Set aside, for a moment, the fact that taking public speaking, or music, or political science, or so forth also comes with an opportunity cost (and that again, Bernstein seems to have reliable information from the future about which opportunity costs will lead to the best returns). I am deeply disturbed — and not a little freaked out — that a parent is commodifying his child’s school day, and choices in life more broadly, by framing them in terms of opportunity costs. Does Berstein see his son’s future as completely devoid of more opportunities? Is this kid’s full contribution to society contingent on being able to dodge redox reactions in high school? That strikes me as a pretty fragile trajectory for human flourishing.

A few years ago, I wrote about an element of what makes a college education valuable that is often overlooked and under-appreciated. I think it also applies to some degree to what our kids might get out of their high school educations:

You have your mind. You have the ability to think about things, to experience the world, to decide what matters to you and how you want to pursue it. You have your sense of curiousity and wonder when you encounter something new and unexpected, and your sense of satisfaction when you figure something out. You have the power to imagine ways the world could be different. You even have the ability (the responsibility?) to try to make the world different.

This is what I think a college education should give you: lots of hands-on experience using your mind so you know different ways you can think about things and you start to figure out what you care about.

Yes, you may encounter a lot of facts in your college education, but the real value of those facts is that they give you experience thinking about them in different ways. What you come away with is the ability to think about different facts out there in the “real world”. You get the ability to use the facts you encounter to draw your own conclusions rather than having to take someone else’s word for it. (The thing about those other people who will just tell you what you should think? Sometimes they lie.)

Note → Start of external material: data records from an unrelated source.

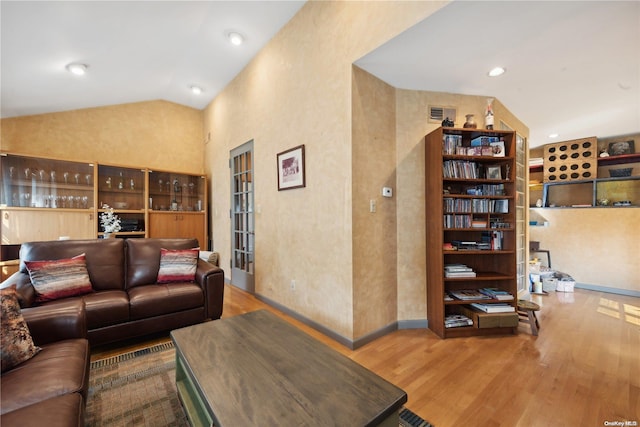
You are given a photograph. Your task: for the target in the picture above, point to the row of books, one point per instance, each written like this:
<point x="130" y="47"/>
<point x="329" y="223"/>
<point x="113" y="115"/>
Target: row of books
<point x="460" y="169"/>
<point x="451" y="220"/>
<point x="463" y="245"/>
<point x="450" y="143"/>
<point x="480" y="294"/>
<point x="485" y="190"/>
<point x="453" y="205"/>
<point x="458" y="270"/>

Thinking is hard. It requires a lot more effort than floating through the world on auto-pilot. But once you get started, it’s more addictive than potato chips. Thinking is fun. Even a little slice of a life of the mind (maybe reading a novel on the bus every morning) can counteract a fair bit of drudgery (like the job you’re riding that bus to get to). The joe-job is sometimes unavoidable; you’ve got to eat. But nourishing your mind gives you something better than just biological existence.

What, really, are we expecting kids to get out of school, and how are these things connected (or not) to the specifics of the curriculum? How much of what we’re hoping for is about to giving our kids particular job-ready skills? How much is about keeping future doors open for them (e.g., being able to major in chemistry without burning lots of time and money on remediation) should they choose, in the future, to go through them? How much has to do with a broader aim of human flourishing — and who gets to decide what that human flourishing should look like?

I worry what it says about us that parents (former philosophy majors, even!) are happy to parade their disdain for subjects they’ve decided, on the basis of who knows what, will be of absolutely no interest or use to their kids.

I also worry about what seems to be happening to childhood and adolescence in the U.S. if we cannot figure out how to help our kids meet the challenges of life — which sometimes include the challenges of the required curriculum — and if we cast the contexts in which kids are asked to try something they may not love, even something with which they may need to struggle, as essentially a (school) year of their lives that they are never getting back. Verily, this is the nature of time, flying like an arrow in one direction and so forth, but time that is not obviously productive is not thereby wasted. Kids need time to follow paths that may not lead to obvious destinations. They should have the chance to pursue lots of opportunities. For parents to cast them in terms of opportunity costs is not, in my view, the best way for them to cherish time with their kids.